Designing Pull Funding For A COVID-19 Vaccine
If somebody wants to avoid vaccine nationalism, then there is a need for a global mechanism of allocation. You'll find a specific proposal in Health Affairs about this issue. Unfortunately, it seems that nobody cares about its application.
In baseline simulations, the optimal pull program spends an average of $50 per dose to obtain an average of 2.2 billion doses—$110.4 billion in total. The size of our pull program is driven by the enormous estimated benefit from COVID-19 vaccination, leading the optimal program to induce nearly all firms to participate (average of 9.8 out of 10), installing nearly all available capacity, and allowing more people to be vaccinated with less delay. To secure this level of participation requires the award to cover all but the most exorbitant cost draws. On average, 2.9 of the 10 candidate firms develop a successful vaccine, generating a social benefit (net of program costs) of $2.8 trillion.
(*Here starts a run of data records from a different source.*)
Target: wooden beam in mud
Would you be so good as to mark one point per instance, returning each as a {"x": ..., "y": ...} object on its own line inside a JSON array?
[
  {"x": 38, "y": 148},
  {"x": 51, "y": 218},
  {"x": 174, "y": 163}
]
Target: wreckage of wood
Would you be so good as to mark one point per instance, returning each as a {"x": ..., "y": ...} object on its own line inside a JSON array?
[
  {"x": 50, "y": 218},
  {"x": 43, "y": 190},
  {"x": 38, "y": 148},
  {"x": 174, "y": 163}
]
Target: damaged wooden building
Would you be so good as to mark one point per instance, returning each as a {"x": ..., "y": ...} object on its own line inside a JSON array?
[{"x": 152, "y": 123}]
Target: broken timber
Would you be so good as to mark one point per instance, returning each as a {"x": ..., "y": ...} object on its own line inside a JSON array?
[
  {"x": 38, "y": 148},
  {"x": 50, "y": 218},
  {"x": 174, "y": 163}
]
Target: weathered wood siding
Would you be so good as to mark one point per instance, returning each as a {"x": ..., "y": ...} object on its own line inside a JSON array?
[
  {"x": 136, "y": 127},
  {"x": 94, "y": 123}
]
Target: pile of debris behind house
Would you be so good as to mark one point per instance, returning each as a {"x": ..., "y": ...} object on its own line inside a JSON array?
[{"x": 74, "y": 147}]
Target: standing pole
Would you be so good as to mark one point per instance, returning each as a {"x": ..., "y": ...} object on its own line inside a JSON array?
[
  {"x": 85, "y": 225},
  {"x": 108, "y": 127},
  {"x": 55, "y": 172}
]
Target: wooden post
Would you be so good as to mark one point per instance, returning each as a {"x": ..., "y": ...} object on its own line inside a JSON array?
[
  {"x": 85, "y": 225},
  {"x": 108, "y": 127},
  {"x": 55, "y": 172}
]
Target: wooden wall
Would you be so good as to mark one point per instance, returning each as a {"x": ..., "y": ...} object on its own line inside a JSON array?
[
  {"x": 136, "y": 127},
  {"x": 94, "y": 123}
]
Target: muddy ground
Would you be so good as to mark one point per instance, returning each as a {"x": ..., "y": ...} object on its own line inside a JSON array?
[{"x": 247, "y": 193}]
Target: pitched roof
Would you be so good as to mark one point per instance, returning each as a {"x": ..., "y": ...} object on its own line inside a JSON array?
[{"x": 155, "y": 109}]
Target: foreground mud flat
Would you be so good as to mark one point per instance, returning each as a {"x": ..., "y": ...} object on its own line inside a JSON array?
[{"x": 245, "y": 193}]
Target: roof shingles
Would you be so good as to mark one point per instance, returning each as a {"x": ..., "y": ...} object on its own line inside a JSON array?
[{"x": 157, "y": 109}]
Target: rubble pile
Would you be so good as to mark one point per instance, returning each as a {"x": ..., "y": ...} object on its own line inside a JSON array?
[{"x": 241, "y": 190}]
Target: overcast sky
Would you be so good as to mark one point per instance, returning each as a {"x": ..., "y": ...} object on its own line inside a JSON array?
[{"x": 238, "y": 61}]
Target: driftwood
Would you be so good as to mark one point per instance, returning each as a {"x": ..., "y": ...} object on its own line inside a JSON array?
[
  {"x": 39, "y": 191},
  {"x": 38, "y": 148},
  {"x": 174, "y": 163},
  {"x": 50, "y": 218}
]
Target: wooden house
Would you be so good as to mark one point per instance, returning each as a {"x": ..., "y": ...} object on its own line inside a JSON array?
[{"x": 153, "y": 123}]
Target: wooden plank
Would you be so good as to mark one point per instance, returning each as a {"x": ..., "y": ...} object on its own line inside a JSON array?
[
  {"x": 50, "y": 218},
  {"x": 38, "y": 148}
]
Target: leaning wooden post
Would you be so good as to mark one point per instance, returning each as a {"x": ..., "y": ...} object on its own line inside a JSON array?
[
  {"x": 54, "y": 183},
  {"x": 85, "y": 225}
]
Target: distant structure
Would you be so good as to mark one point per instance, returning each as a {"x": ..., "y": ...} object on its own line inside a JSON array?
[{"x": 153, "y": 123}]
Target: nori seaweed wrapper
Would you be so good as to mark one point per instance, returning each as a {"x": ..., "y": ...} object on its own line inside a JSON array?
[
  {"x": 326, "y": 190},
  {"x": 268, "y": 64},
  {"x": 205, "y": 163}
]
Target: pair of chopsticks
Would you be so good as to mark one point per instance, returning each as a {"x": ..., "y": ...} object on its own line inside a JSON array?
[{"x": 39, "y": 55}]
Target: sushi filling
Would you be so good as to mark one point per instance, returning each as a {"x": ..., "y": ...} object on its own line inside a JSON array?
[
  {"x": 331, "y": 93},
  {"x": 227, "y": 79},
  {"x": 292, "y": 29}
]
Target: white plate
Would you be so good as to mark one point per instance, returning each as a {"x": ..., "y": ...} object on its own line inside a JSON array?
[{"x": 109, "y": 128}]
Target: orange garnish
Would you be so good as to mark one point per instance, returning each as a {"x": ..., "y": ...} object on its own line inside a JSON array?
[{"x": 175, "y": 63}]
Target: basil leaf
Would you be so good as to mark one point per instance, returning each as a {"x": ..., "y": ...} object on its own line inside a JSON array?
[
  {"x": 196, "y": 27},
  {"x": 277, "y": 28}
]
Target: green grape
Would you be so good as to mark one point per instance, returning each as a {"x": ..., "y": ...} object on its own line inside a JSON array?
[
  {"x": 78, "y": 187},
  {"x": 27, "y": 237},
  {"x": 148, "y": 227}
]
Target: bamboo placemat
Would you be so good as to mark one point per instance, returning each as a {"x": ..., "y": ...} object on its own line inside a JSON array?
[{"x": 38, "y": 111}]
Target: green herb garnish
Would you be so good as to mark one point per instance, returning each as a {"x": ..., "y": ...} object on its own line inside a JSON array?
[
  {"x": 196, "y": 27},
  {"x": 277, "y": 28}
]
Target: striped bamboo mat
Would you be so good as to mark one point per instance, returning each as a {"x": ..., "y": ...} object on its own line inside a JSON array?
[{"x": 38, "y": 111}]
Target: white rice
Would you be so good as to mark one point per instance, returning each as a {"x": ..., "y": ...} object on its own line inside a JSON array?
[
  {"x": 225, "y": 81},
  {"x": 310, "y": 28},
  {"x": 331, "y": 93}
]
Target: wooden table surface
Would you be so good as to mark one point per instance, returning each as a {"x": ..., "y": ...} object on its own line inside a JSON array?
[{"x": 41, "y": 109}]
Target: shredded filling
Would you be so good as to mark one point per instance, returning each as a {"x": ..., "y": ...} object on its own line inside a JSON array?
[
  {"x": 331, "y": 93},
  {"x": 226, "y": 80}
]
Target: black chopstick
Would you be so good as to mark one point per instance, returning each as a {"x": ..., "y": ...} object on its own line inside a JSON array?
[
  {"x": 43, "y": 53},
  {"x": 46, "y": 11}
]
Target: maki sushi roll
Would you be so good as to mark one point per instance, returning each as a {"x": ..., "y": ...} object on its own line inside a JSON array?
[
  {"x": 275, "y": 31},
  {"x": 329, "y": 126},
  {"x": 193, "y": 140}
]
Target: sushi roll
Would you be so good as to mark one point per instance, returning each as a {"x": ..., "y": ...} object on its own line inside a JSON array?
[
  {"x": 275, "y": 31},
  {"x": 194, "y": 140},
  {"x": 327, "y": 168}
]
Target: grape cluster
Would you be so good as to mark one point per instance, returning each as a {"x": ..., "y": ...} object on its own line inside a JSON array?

Our mechanism offers two advantages over the free market. First, it dramatically lowers cost—by a factor of thirteen—by averting a bidding war. Given our program’s larger size compared with other policy proposals, it is ironic that its advantage would be to lower costs compared with the private market. Second, it allows for more efficient allocation, moving some vulnerable people in lowerincome countries up in the queue ahead of some from richer countries experiencing lower harm. A conjectured third benefit of our mechanism— enhancing investment in more candidates and more capacity—did not materialize in baseline simulations. Demand for a COVID-19 vaccine is so high that every firm in every simulation finds investing profitable under a free-market scenario. This third benefit does materialize in scenarios with substantially more per firm capacity than in the baseline.